Under load, a query that touched the partitioned table through the parent would wait on lock_manager. Not a row lock, not a table lock anyone took on purpose. A lightweight lock on PostgreSQL's internal lock machinery itself.
This is one of the least intuitive scaling limits in PostgreSQL, because the locks involved are ones you never write and rarely see, and the threshold that flips it from free to expensive is a small fixed number.
Every query locks relations
To read a table, PostgreSQL takes an ACCESS SHARE lock on it. This prevents someone from dropping the table out from under your query. You never type it; the planner and executor take these relation locks automatically, one per table and one per index involved.
For a simple query that is a couple of locks. For a query against a partitioned table, the planner may lock the parent and every partition it cannot prune, plus each of their indexes. The count adds up fast.
The fast path and its limit of 16
Taking a normal heavyweight lock means touching the shared lock table, which is protected by partitioned LWLocks. To avoid that cost for the common case, PostgreSQL has a fast path: a backend can record up to 16 weak relation locks in its own private memory without touching the shared structures.
Sixteen. That is the number. As long as a query needs 16 or fewer of these locks, it uses the cheap private path. The 17th lock spills over into the shared lock manager, and now you are contending with every other backend on the same partitioned LWLocks.
Why partitioning is the usual trigger
Partitioning is the most common way to blow past 16. A query that the planner cannot prune down to a handful of partitions will lock the parent plus many children plus their indexes. Each of those is a relation lock. Hundreds of partitions can mean dozens or hundreds of locks per query.
Now run that at OLTP concurrency. Every backend overflows the fast path, every backend hits the shared lock manager, and the LWLocks protecting it become the bottleneck. CPU looks busy but throughput is flat, and pg_stat_activity is full of lock_manager waits.
-- Is the lock manager the bottleneck right now?
SELECT wait_event_type, wait_event, count(*)
FROM pg_stat_activity
WHERE state = 'active' AND wait_event_type = 'LWLock'
GROUP BY 1, 2
ORDER BY count(*) DESC;
-- How many relation locks is a given backend holding?
SELECT pid, count(*) AS relation_locks
FROM pg_locks
WHERE locktype = 'relation'
GROUP BY pid
ORDER BY relation_locks DESC
LIMIT 10;Fix number one: prune harder
The best lock is the one you never take. If queries always filter on the partition key, the planner can prune to a single partition and lock only what it touches. The problem usually is not partitioning itself; it is queries that do not include the partition key in the WHERE clause and so cannot be pruned.

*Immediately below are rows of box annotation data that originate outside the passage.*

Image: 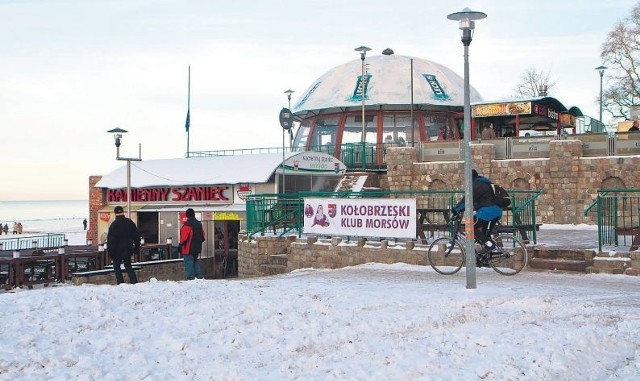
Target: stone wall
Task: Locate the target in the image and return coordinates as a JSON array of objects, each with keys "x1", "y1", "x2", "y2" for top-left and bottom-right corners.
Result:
[
  {"x1": 387, "y1": 140, "x2": 640, "y2": 224},
  {"x1": 238, "y1": 234, "x2": 296, "y2": 278},
  {"x1": 287, "y1": 237, "x2": 428, "y2": 271}
]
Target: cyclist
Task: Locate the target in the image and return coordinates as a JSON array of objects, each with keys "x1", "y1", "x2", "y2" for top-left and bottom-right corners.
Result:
[{"x1": 453, "y1": 169, "x2": 502, "y2": 267}]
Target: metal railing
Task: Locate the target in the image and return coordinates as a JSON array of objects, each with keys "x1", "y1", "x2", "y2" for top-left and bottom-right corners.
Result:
[
  {"x1": 0, "y1": 233, "x2": 65, "y2": 250},
  {"x1": 188, "y1": 132, "x2": 640, "y2": 171},
  {"x1": 246, "y1": 190, "x2": 542, "y2": 242},
  {"x1": 584, "y1": 189, "x2": 640, "y2": 251}
]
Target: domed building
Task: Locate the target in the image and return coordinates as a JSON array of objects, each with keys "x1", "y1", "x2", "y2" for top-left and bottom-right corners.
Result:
[{"x1": 292, "y1": 49, "x2": 482, "y2": 155}]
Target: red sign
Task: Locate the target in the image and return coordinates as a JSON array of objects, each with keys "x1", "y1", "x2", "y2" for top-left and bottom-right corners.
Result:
[{"x1": 107, "y1": 186, "x2": 230, "y2": 203}]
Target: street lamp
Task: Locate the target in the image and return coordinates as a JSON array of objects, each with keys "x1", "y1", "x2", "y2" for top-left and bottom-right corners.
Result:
[
  {"x1": 596, "y1": 65, "x2": 607, "y2": 123},
  {"x1": 354, "y1": 45, "x2": 371, "y2": 142},
  {"x1": 283, "y1": 90, "x2": 295, "y2": 152},
  {"x1": 447, "y1": 8, "x2": 487, "y2": 289},
  {"x1": 107, "y1": 127, "x2": 142, "y2": 218}
]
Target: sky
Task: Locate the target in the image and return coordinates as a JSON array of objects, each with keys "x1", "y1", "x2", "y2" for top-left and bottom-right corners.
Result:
[{"x1": 0, "y1": 0, "x2": 637, "y2": 201}]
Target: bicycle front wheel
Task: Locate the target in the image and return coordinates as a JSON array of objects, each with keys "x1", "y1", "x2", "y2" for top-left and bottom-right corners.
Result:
[
  {"x1": 489, "y1": 234, "x2": 528, "y2": 275},
  {"x1": 427, "y1": 237, "x2": 464, "y2": 275}
]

Make sure runtime pruning is actually happening. Check the plan: you want to see a small number of partitions in the Append node, not all of them. A query that scans the parent with no usable partition predicate is the one generating the lock storm.

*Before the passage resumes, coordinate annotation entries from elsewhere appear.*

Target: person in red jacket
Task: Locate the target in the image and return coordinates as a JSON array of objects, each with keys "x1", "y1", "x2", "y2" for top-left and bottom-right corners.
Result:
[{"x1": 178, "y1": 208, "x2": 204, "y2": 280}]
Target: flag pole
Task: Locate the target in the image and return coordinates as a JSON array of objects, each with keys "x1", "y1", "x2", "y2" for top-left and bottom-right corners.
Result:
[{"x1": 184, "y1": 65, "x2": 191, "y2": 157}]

-- Good: prunes to one partition, few locks
EXPLAIN SELECT * FROM events
WHERE created_at >= '2026-06-01' AND created_at < '2026-06-02';
-- Bad: no partition key predicate, locks everything
EXPLAIN SELECT * FROM events WHERE user_id = 42;Fix number two: fewer, bigger partitions
Daily partitions for two years is 730 partitions before you count the future. Monthly partitions for the same window is 24. If your access patterns and retention policy allow coarser granularity, you cut the worst-case lock count by an order of magnitude.
Resist the urge to partition pre-emptively. A table with tens of millions of rows often does not need partitioning at all; a good index serves it fine. Partition when you have a concrete reason (retention, maintenance windows, query pruning), and choose the coarsest granularity that still serves that reason.
Fix number three: reduce indexes per partition
Remember each index on each scanned partition is its own relation lock. Five indexes across 30 unpruned partitions is 150 locks before the heaps. Trimming redundant indexes lowers both write amplification and the per-query lock count. It is the same cleanup that helps writes, with a second payoff here.
The mental model to keep
Think of 16 as a budget per query, spent on every table and index the executor must lock. Partitioning, wide joins across many tables, and redundant indexes all draw down that budget. Stay under it and locking is effectively free. Blow past it at high concurrency and the shared lock manager, not your disks or CPU, decides your ceiling.
- Count locks as relations + indexes the query cannot prune.
- Filter on the partition key so pruning keeps the count low.
- Prefer the coarsest partition granularity your policy allows.
- Drop redundant indexes; each one is another lock per partition.
- Watch lock_manager LWLock waits, not just CPU and IO.
The practical standard
The best PostgreSQL performance work is boring in the right way. Name the failure mode, capture the before plan or metric, make one change, and compare the exact same signal afterward. Anything else is just a more confident guess.